Israel is full of incredible shuks, or markets, where fresh produce, locally sourced meat, and delicious street food are ubiquitous. Jerusalem's Ben Yehuda is world-famous, and Tel Aviv's Shuk HaCarmel is renowned across the country. But smaller, authentic markets abound—if you know where to find them. HaTikva Market (HaTikva Street) is the colorful yet intimate market where Gali goes to buy special spices, hard-to-find vegetables, and local Israeli beef and lamb. And she can't leave without a quick meal of freshly made couscous and lamb. The best part? Vendors are super friendly and will easily remember you—and your tastes.

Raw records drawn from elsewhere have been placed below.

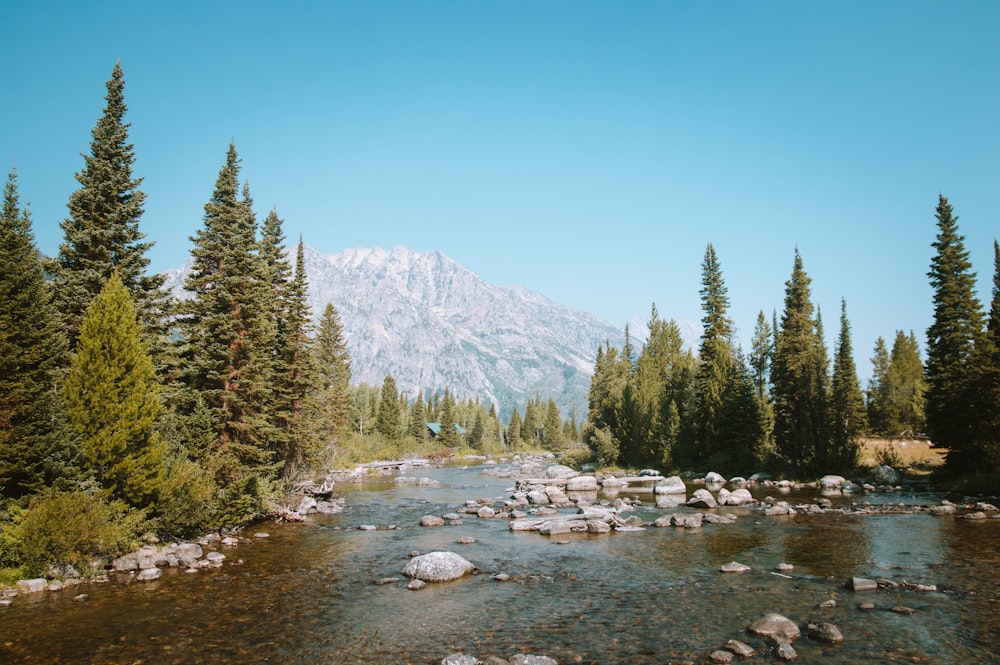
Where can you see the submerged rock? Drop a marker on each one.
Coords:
(781, 630)
(824, 632)
(437, 567)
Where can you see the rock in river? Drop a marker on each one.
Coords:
(776, 627)
(437, 567)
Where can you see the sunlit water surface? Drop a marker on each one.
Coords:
(308, 594)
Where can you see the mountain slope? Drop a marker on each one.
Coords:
(432, 324)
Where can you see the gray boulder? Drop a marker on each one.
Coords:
(32, 586)
(702, 498)
(581, 484)
(560, 471)
(739, 497)
(529, 659)
(775, 627)
(831, 482)
(824, 632)
(671, 485)
(886, 475)
(437, 567)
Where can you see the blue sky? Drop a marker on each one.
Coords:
(585, 150)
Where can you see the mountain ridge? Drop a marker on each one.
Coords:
(434, 324)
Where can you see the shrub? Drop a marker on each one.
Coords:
(74, 528)
(183, 509)
(887, 455)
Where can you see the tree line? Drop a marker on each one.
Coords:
(123, 409)
(787, 404)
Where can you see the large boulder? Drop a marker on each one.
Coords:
(702, 498)
(831, 482)
(671, 485)
(775, 627)
(560, 471)
(886, 475)
(581, 484)
(739, 497)
(437, 567)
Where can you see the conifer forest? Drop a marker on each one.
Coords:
(124, 411)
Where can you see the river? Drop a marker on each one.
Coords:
(309, 594)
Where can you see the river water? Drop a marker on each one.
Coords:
(308, 593)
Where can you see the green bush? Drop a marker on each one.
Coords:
(74, 528)
(184, 507)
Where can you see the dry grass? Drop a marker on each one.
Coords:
(901, 453)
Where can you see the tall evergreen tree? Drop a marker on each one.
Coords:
(847, 407)
(716, 360)
(293, 378)
(553, 436)
(657, 396)
(985, 396)
(114, 399)
(761, 353)
(450, 437)
(514, 430)
(32, 348)
(879, 404)
(102, 233)
(797, 378)
(387, 422)
(230, 334)
(951, 342)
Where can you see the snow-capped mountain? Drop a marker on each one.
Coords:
(432, 324)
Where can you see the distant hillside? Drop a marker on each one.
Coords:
(432, 323)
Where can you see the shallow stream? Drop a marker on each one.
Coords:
(309, 592)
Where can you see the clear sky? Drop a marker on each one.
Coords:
(585, 150)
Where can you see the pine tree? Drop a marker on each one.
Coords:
(332, 366)
(761, 354)
(514, 430)
(986, 384)
(102, 232)
(32, 348)
(418, 419)
(716, 360)
(657, 396)
(879, 404)
(114, 401)
(553, 435)
(847, 408)
(907, 385)
(950, 344)
(293, 367)
(450, 437)
(230, 334)
(797, 378)
(387, 422)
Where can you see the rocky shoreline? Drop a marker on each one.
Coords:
(556, 501)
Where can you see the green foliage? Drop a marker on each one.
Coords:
(951, 341)
(602, 444)
(387, 422)
(102, 232)
(74, 528)
(847, 409)
(113, 399)
(230, 333)
(33, 452)
(985, 389)
(553, 434)
(896, 392)
(798, 375)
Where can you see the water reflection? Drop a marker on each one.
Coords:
(308, 593)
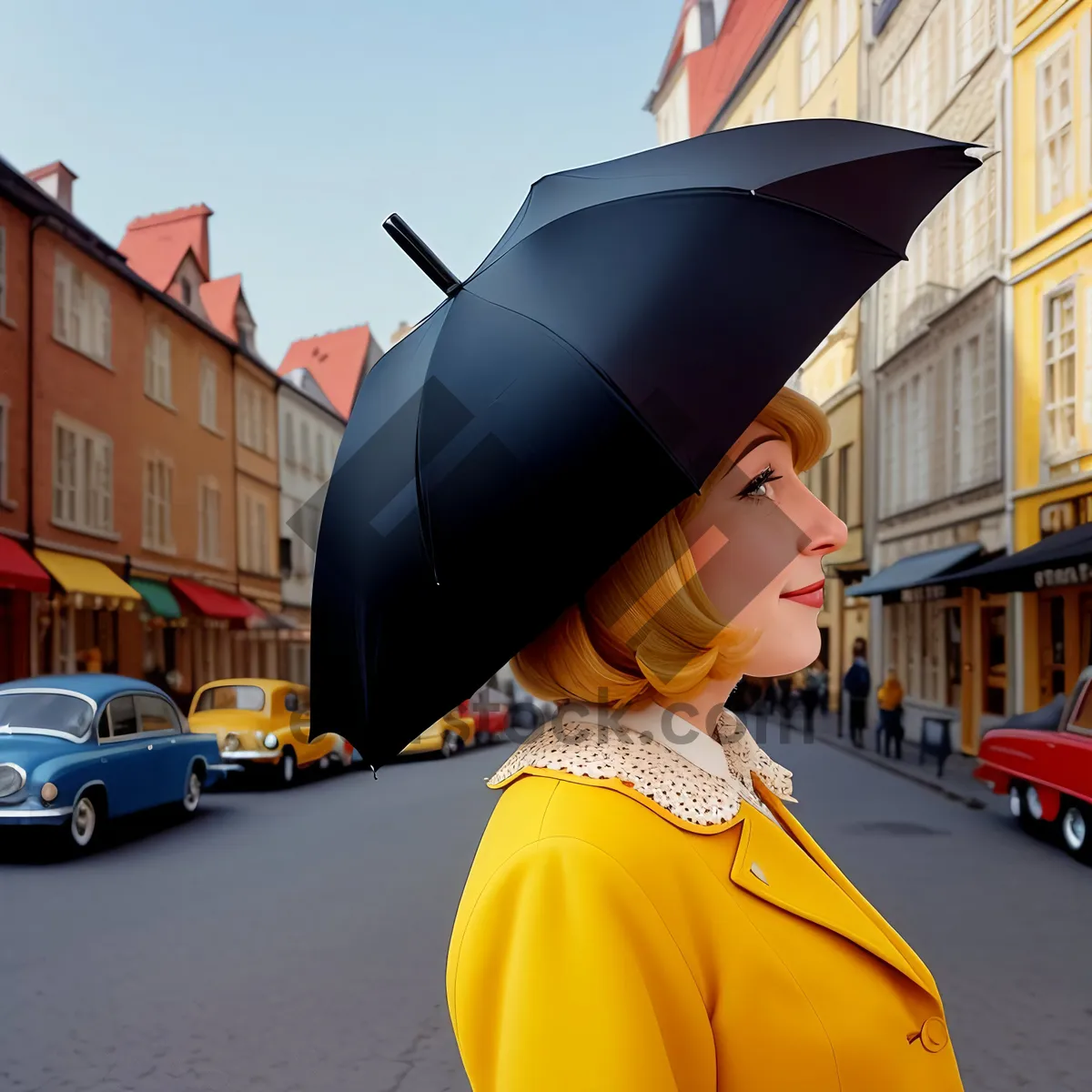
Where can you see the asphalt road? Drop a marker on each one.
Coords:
(298, 942)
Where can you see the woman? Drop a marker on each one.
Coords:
(643, 912)
(889, 698)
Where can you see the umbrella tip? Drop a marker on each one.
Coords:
(421, 255)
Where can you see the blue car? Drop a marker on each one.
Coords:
(79, 749)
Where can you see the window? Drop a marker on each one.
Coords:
(83, 479)
(972, 33)
(1055, 128)
(158, 485)
(305, 446)
(81, 311)
(289, 440)
(845, 17)
(156, 714)
(208, 394)
(250, 698)
(4, 272)
(809, 59)
(208, 522)
(1059, 374)
(121, 713)
(157, 365)
(842, 508)
(4, 448)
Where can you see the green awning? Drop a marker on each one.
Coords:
(157, 596)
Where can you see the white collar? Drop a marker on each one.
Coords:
(681, 736)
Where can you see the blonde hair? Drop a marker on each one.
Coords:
(647, 626)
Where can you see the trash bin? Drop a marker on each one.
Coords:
(936, 741)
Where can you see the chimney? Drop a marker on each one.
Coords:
(56, 179)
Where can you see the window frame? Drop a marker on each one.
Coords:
(81, 487)
(1046, 203)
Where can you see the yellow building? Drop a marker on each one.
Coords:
(809, 68)
(1052, 300)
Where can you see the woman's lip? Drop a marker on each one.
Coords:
(800, 592)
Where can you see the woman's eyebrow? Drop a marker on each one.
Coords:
(757, 442)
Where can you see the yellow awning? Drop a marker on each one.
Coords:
(85, 574)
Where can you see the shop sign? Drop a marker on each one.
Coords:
(924, 594)
(1079, 573)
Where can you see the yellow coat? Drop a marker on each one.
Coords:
(603, 944)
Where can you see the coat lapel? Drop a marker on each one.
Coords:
(768, 865)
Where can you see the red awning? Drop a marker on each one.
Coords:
(212, 602)
(19, 571)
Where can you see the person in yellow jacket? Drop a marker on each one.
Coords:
(644, 913)
(889, 698)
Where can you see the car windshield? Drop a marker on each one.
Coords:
(54, 713)
(232, 697)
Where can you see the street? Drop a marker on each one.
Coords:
(298, 940)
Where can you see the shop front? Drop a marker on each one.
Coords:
(22, 582)
(947, 643)
(87, 622)
(1054, 580)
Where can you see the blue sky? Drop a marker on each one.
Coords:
(303, 126)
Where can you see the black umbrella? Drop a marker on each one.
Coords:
(632, 322)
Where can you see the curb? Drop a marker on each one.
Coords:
(966, 801)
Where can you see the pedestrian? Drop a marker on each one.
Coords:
(809, 697)
(889, 698)
(588, 910)
(858, 685)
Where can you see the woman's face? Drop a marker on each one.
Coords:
(759, 541)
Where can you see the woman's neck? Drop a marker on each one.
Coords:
(703, 707)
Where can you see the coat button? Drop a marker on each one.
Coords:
(934, 1035)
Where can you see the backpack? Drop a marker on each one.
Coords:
(858, 682)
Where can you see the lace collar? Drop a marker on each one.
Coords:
(601, 743)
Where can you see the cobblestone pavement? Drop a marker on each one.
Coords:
(298, 942)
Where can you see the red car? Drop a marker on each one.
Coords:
(1043, 762)
(490, 709)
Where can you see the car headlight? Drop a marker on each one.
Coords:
(12, 779)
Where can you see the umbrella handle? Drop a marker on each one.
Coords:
(420, 254)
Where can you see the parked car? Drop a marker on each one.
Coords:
(76, 751)
(1043, 762)
(446, 736)
(490, 708)
(262, 724)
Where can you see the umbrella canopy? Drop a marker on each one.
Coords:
(623, 332)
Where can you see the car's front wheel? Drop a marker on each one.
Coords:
(85, 828)
(1075, 820)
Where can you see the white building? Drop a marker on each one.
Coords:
(310, 431)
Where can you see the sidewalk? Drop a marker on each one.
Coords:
(956, 784)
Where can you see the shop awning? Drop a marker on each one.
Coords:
(85, 576)
(212, 602)
(1058, 561)
(19, 571)
(157, 596)
(933, 567)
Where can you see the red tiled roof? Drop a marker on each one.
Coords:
(219, 298)
(336, 360)
(154, 246)
(715, 70)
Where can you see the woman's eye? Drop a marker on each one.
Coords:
(757, 487)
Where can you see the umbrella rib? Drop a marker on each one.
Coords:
(615, 390)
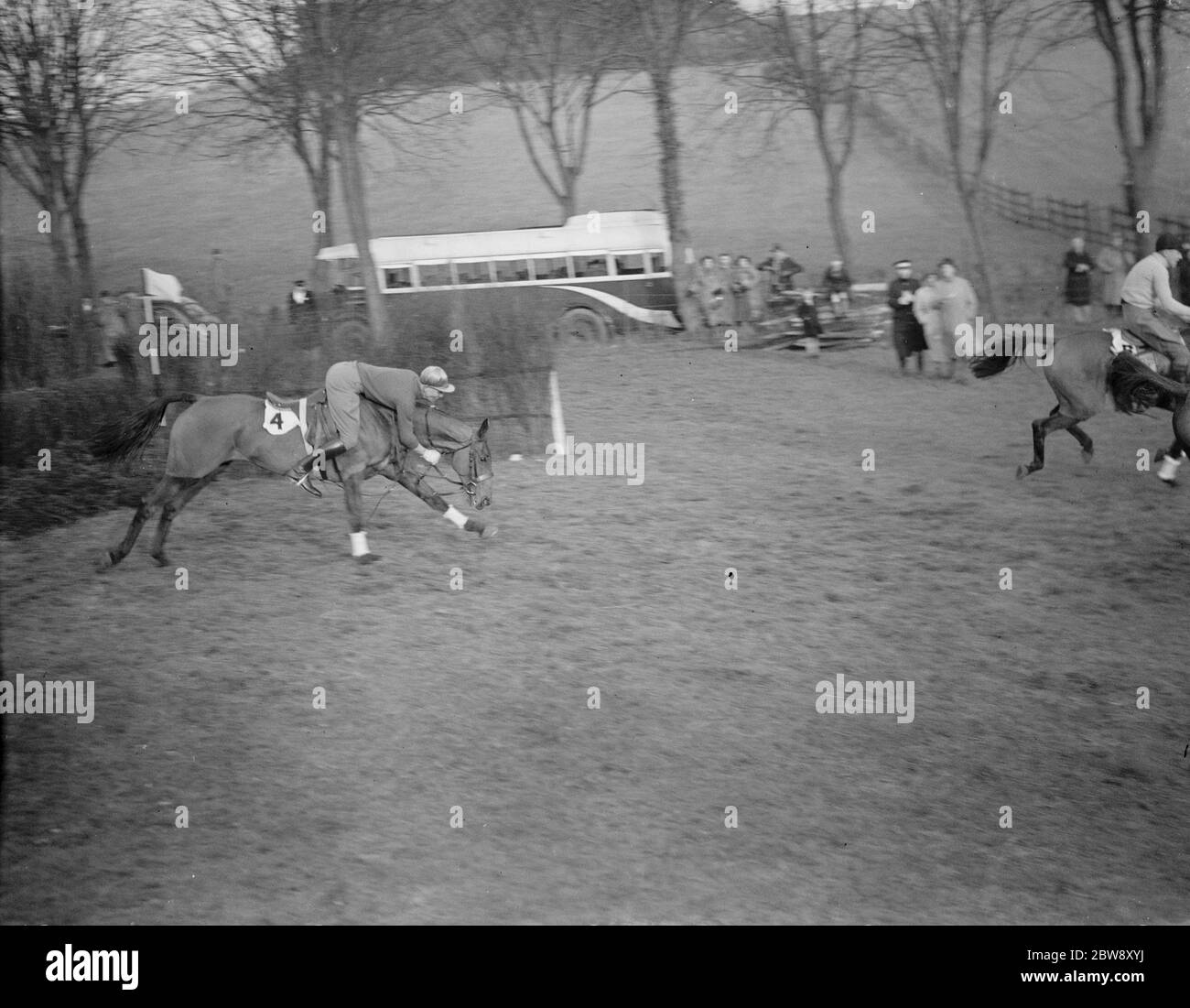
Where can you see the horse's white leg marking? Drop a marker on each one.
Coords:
(1169, 469)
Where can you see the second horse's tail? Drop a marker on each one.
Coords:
(1135, 387)
(990, 367)
(125, 439)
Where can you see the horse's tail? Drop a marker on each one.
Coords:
(1135, 387)
(125, 439)
(990, 367)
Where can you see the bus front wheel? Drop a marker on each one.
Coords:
(582, 324)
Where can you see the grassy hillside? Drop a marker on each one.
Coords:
(168, 210)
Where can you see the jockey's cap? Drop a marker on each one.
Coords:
(436, 377)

A stall inside HaTikva Market. Photo courtesy of Avishai-Teicher.

Performance Art

Gali loves to experience live performances, and the Tel Aviv Performing Arts Center's Cameri Theater (19 Shaul HaMelech Blvd; +972-3-606-0960) is a favorite spot to see local Israeli performances, as well as classical plays, modern dramas, and musicals. The Cameri, which has five auditoriums, stages 10 to 12 new productions per year, as well as some revivals. The theater is so respected that in 2005, it won the Israel Prize for its achievements and contribution to society and the State of Israel thanks to its thoughtful approach to tense subjects that affect Israeli citizens. It's a great way to experience real Israeli culture through the lens of theater.

Theater-goers arriving at the Cameri Theater before a show. Photo courtesy of Miki Koren.